There are a lot of possible explanations for why so much money is being spent on "AI" right now. Those scare quotes probably tip you off that the most obvious one (maybe it will bring us true artificial intelligence, which will solve all our problems and be worth the expense) is not one I believe is plausible. However, there are multiple alternatives to this theory. One which I have written about recently is the idea that it's all a cover story for stockpiling chips in case China invades Taiwan in 2027 (as they are rumored to be planning to). But, there is another one, which my background in neural networks (I have worked with them on and off since the mid 90's) makes obvious, but I realized recently might not be as obvious to others.
LLMs (and most other software which is called "AI") are based on an algorithm called 'neural networks'. But there is a fundamental difference between software which is based on neural networks, and almost all other software (which I will call 'conventional software', even though neural network software has been around in one form or another for over half a century). Conventional software, if it is doing something very large, or it needs to complete very quickly, or it is written very inefficiently, may need a lot of hardware. But however much hardware it needs to complete in a satisfactory amount of time, that's what it needs, and once you've bought that much hardware for it to run on, you don't need any more. There is such a thing as "enough hardware".
Neural networks, are not like that. They never say 'no thanks, I'm full'. You can always add more neurons, more hidden layers, more epochs of training, or more data to train on. There is never a point when you have to accept that it won't work; you can always plausibly (or at least semi-plausibly) think that it will work better, if you give it more hardware to run on. So, the limit to how much hardware we use for most software (which is that once you have enough software to run it there's no temptation to buy more), doesn't exist. Even companies like Google or Facebook or Amazon that needed massive amounts of hardware to support their websites with billions of users, once they could support those billions of users, had no temptation to buy even more. With neural networks, that point is never reached, because it doesn't exist. The neural network can _always_ use more.

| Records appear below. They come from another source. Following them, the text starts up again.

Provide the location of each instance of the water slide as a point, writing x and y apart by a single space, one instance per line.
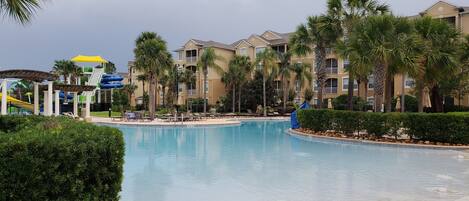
18 103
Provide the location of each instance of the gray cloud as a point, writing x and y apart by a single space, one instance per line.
65 28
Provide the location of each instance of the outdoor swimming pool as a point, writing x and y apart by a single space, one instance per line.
257 161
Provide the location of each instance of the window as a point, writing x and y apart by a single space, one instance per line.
243 51
331 86
345 84
371 82
332 66
409 82
259 50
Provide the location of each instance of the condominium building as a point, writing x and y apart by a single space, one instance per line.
337 77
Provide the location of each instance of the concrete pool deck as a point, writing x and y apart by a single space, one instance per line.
424 146
204 122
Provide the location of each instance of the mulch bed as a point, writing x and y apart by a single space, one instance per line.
364 136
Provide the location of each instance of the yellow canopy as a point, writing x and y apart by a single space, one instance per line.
89 59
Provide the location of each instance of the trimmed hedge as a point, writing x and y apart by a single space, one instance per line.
48 158
444 128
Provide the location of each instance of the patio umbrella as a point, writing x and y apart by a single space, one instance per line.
329 103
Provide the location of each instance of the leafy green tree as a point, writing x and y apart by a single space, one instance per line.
318 34
152 58
349 13
208 60
439 58
19 10
267 62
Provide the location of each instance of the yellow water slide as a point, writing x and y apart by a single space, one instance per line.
18 103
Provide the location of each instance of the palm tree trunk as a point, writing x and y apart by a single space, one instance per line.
239 98
420 97
380 76
284 93
350 91
388 93
234 99
151 102
264 96
204 91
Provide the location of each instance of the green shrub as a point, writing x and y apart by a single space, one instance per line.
444 128
47 158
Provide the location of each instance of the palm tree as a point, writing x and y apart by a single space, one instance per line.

Still, as mentioned above, neural networks are not a new kind of software (even if the particular tokenizer-and-transformer LLM variety is new), so why did this problem not arise before? Well one reason is that at some point, you have enough hardware to make a big (and well-trained) enough neural network to solve the problem at hand. Translation from one language to another, or voice recognition, or face recognition, or whatever the problem was, at some point the neural network performs well, and then there is no more temptation to add more hardware.
The current crop of hyperscaler-fueled AI models, though, are aiming at "AGI", which stands for "artificial general intelligence", which is better described as "actually AI, not the thing we have now". Something that can actually think, can solve new problems, can avoid spouting nonsense when it doesn't know the answer. Since LLM's will never reach this goal, the point of "we have enough datacenters, we can stop buying hardware now" is never reached.
However, it is not as if people haven't previously tried to use neural networks for problems that they couldn't solve (or at least not with neural networks). So, why is this resulting in an explosion of spending, when previous problems (that neural networks were tried on, but not successful at) did not cause this problem?
Because if you can never reach the finish line, the only limit to how long you run, is how long you _can_ run. The companies which are spending gargantuan amounts of money on AI, have one thing in common, which is that they were sitting on mountains of money. Hollywood movie studios, or automobile makers, or train companies, or even pharmaceutical conglomerates, could not make a mistake this big, because they didn't have the money to misspend it at this scale. This is, essentially, the equivalent of Facebook spending (i.e. incinerating) tens of billions of dollars on the Metaverse, except multiple companies are doing it, and they are doing it at a level even bigger than the budget for the Metaverse.
This is not to say that neural networks are as useless as the Metaverse; LLMs are good at certain tasks. However, this architecture will never reach the finish line the hyperscalers have set themselves, and perhaps more importantly they will never be productive enough to provide a payoff even a tenth of what they have spent on them. If you are Mark Zuckerberg of Facebook, this is annoying but not a crisis, because he has a "golden share" of his company's stock that means he can never be fired. If you are almost any other CEO, though, a mistake of this scale will end your career. Therefore, it can never be admitted to. It _has_ to work, because far too much money has already been spent for it all to be a mistake. But it never will work (we will never get to AGI with this algorithm), and it will always be possible to convince yourself that more hardware will get you there, so it is like a feedback loop, which escalates in volume until it blows a circuit.
Or, in this case, instead of blowing a circuit, it swallows up the entire semiconductor sector, and then empties the wallets of the likes of Microsoft, Amazon, Google, and Oracle. Could it really happen? Could such wealthy companies really spend their way into the ground?
It's the wrong question. Instead, ask yourself, what is left to stop them?